One of the reasons we still listen to the Beatles (one of the reasons we still read or watch Shakespeare) is that for them, in their time and place, they discovered the ideal balance between enablement and resistance; the stars aligned for them. (When the Beatles broke up the stars went out of alignment, forever; even if John Lennon had lived and the band had reassembled, they wouldn’t have been able to come close to what they achieved in the Sixties. The balance of resistances had altered, and for the worse.) I tried — and, I think, failed — to figure out what specifically it looks like when the stars so align for artists, and then to go beyond that to ask a question: Is there anything that we can do to help those stars to align?
You know, when absolutely staggering greatness shows up, I don’t think we can pay too much attention to it. We should not just look at it and applaud it, but also try to ask ourselves, in the most serious and intense way possible, What enabled that, and how can we enable something else that’s equally great?
I don’t know the answers to those questions, but I keep thinking about a tossed-off comment in Ian MacDonald’s book. He’s writing about a song that John and Paul wrote together — I don’t remember which one, but it doesn’t matter — and in that song there’s a moment when the standard, the expected, harmonic progression calls for an A major chord — but the Beatles go to A minor instead. Many sophisticated musicologists, MacDonald says, have studied this moment and written with analytical rigor about the harmonic language the Beatles employ at this moment and the different ways one might conceptualize it. But that’s all wrong, MacDonald says.
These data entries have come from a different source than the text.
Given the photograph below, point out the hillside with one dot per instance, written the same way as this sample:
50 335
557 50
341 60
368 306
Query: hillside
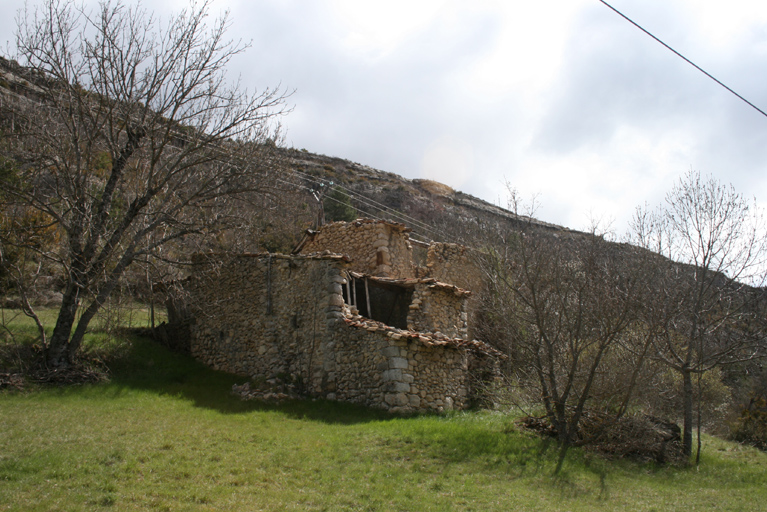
432 209
377 193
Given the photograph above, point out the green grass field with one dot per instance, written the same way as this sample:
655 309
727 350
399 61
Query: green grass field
166 434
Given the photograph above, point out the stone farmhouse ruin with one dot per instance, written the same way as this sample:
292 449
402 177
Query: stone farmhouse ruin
350 315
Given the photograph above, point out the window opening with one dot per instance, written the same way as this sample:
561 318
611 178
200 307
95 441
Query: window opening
384 302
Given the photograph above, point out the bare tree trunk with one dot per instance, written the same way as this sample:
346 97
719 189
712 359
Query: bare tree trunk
59 354
688 412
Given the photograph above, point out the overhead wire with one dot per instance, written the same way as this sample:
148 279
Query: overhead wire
374 204
368 214
417 227
371 203
683 58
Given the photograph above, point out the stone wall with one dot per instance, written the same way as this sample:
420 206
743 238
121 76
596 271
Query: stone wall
268 315
437 307
375 247
457 265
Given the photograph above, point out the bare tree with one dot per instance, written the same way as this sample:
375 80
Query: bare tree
129 139
709 252
569 303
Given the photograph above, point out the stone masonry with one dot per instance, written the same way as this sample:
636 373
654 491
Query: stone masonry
299 317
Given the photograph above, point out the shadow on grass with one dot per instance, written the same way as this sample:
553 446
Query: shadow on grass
148 366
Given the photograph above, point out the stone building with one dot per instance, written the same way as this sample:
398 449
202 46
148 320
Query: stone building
350 316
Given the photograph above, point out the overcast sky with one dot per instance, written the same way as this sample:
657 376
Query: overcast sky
563 99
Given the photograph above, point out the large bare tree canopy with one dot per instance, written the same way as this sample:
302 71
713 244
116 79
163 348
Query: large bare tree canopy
703 311
132 136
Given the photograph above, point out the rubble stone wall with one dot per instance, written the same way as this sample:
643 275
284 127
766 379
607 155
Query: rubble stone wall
265 316
375 247
438 309
456 264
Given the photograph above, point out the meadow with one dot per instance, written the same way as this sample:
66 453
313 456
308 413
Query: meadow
166 433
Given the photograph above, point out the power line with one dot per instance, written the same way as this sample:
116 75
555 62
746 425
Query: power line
684 58
371 203
366 213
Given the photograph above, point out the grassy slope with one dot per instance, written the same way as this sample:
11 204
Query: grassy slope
166 434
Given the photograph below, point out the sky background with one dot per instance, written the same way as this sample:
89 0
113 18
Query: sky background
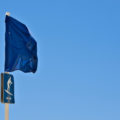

The key point is this: John and Paul were sitting in a room and each of them had a guitar on his lap. That’s the thing to remember, because every guitar player knows how much easier it is to play an A minor chord than an A major one — and, even more important, how much easier it is to riff on an A minor chord, to introduce hammer-ons and pull-offs that make the song sound better. (This is true when using standard tuning anyway — what I like to call Em7add11 tuning — which the Beatles almost always did.) Almost certainly, MacDonald says, at the moment when the A major chord would’ve been the most obvious thing in the world to play, either John or Paul went to the A minor instead — and lo and behold, it sounded cool. So they kept it.
Handmind at work.
You have to remember that neither of those guys could read music; neither of them wanted to read music. Nor did they have access to modern digital tools for music creation. What did they have? Four things:
- musical memories
And those were the tools they needed.
And maybe that’s Step One. If we want to reinvigorate the arts, if we don’t want culture to come to a standstill, maybe we need to start with a radical minimalism. Artists: deprive yourselves of everything except the absolutely essential tools. You can’t stream, you can’t use a DAW, you can’t look anything up online, you don’t have an iPad. You have your sensorium and you have the most basic tools imaginable — a pencil, a lump of clay, a pennywhistle or a ukelele. Go.